A hypothetical model explaining the role of parent-of-origin effects in Multiple Sclerosis and other complex diseases with similar etiologies. A well-recognized contribution of environmental factors and multiple (non-imprinted) genes to the etiology of Multiple Sclerosis might further be modulated by a contribution from genes that depend on parental origin and involve classically imprinted genes as well as non-imprinted genes that form networks with other imprinted genes. Abbreviations: IGN, imprinted gene network
Over a decade of genetic studies in MS have not provided clear answers, in fact the contributing factors maybe even more complex than imagined. The first ever genetic link identified in the 1970 was the HLA (Human Leukocyte Antigen) complex.
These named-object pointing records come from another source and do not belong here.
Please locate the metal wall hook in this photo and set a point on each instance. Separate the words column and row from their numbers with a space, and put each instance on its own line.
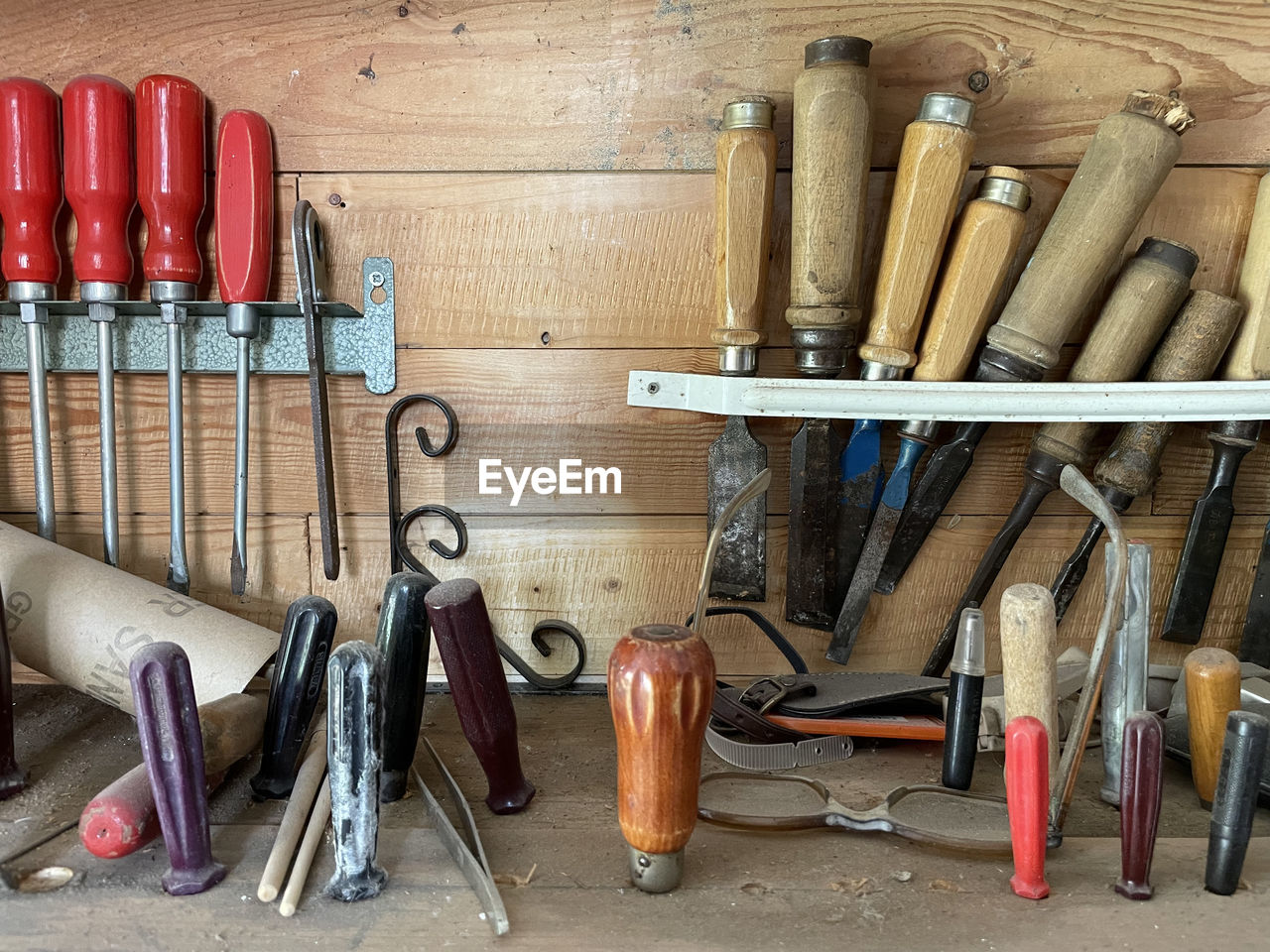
column 536, row 638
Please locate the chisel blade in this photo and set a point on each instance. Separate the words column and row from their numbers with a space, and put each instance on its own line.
column 880, row 534
column 1197, row 570
column 740, row 567
column 943, row 475
column 813, row 513
column 1255, row 645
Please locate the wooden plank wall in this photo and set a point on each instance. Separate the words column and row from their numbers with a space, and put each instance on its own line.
column 541, row 176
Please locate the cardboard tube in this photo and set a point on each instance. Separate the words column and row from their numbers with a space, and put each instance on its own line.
column 79, row 621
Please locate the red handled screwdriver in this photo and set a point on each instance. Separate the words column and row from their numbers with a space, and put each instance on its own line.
column 96, row 113
column 171, row 186
column 244, row 261
column 31, row 194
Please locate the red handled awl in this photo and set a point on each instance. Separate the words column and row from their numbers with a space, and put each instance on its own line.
column 244, row 263
column 171, row 186
column 31, row 194
column 96, row 117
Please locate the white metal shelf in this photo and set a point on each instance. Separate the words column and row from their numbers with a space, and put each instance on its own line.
column 955, row 403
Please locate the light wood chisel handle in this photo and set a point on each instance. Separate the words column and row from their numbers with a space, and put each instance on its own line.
column 832, row 150
column 980, row 252
column 933, row 164
column 744, row 189
column 1211, row 693
column 1028, row 669
column 1147, row 294
column 1123, row 168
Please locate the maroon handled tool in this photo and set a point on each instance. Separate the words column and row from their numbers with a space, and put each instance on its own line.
column 477, row 684
column 1142, row 762
column 172, row 744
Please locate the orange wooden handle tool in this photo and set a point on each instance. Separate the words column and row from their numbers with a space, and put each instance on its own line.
column 661, row 685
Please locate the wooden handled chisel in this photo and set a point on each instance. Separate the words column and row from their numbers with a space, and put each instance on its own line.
column 832, row 150
column 982, row 249
column 1146, row 296
column 934, row 159
column 1119, row 176
column 1191, row 350
column 744, row 188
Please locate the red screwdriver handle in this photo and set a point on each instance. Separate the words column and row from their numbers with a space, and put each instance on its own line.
column 31, row 180
column 171, row 176
column 96, row 114
column 244, row 207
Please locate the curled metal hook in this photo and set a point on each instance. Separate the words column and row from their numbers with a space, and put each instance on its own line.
column 544, row 682
column 398, row 549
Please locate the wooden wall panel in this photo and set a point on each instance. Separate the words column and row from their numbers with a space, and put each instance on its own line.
column 633, row 84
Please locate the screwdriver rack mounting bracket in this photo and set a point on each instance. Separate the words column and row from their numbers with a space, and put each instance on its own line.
column 358, row 343
column 952, row 403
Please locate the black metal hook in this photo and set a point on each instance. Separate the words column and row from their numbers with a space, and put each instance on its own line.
column 398, row 549
column 536, row 639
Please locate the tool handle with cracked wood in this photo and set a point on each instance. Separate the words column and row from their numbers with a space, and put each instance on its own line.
column 465, row 642
column 1189, row 352
column 1029, row 670
column 31, row 188
column 1211, row 692
column 832, row 153
column 171, row 176
column 744, row 191
column 933, row 164
column 980, row 250
column 121, row 819
column 1146, row 296
column 96, row 117
column 1121, row 171
column 661, row 687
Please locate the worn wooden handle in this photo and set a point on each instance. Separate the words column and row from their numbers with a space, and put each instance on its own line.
column 744, row 186
column 1123, row 168
column 1211, row 693
column 1148, row 293
column 832, row 150
column 1191, row 350
column 980, row 252
column 933, row 164
column 1028, row 669
column 661, row 683
column 1250, row 353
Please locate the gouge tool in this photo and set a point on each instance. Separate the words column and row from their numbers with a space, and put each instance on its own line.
column 978, row 261
column 744, row 188
column 244, row 264
column 310, row 250
column 1129, row 468
column 171, row 186
column 832, row 150
column 96, row 114
column 31, row 195
column 1120, row 173
column 1144, row 298
column 933, row 164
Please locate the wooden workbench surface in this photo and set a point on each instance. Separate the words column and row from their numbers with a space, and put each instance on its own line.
column 806, row 892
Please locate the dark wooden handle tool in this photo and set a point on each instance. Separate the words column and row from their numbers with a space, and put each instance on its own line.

And to date over 110 non-HLA and HLA effects are known to explain only 20% of the sibling recurrence risk!!!
It begs the question whether their are hidden heritability residues? In a recent meta-analyses, the estimated heritability has been found to be 54% using a model of inheritance consistent of one locus with moderate effect and many loci of modest effects...The search for the modest effects has begun.
In this review the researchers focus on one such modest effect - the concept of parent-of-origin effects expressed through genomic imprinting. Parent-of-origin effects is the uneven genetic contribution from parents where phenotype depends on the parental origin of the associated allele, whilst, imprinting is the way a gene is expressed only from a maternally or paternally inherited chromosome. DNA methylation (the addition of a methyl group to DNA) is a form of imprinting which modifies the DNA resulting in an alteration in gene expression without actually changing the DNA sequence. The authors use another example, DLK1, a gene which affects the development and function of B cells and moreover can affect the expression of many immune-related genes.
A piece of mind boggling research which lends its support to this way of thinking is that maternal half-siblings of MS-affected persons have a significantly higher risk of developing MS compared to paternal half siblings.
It is uncertain how much of this hidden heritability may have already influenced findings from published conventional genetic studies. But what is certain is that this area of research is not for the faint hearted.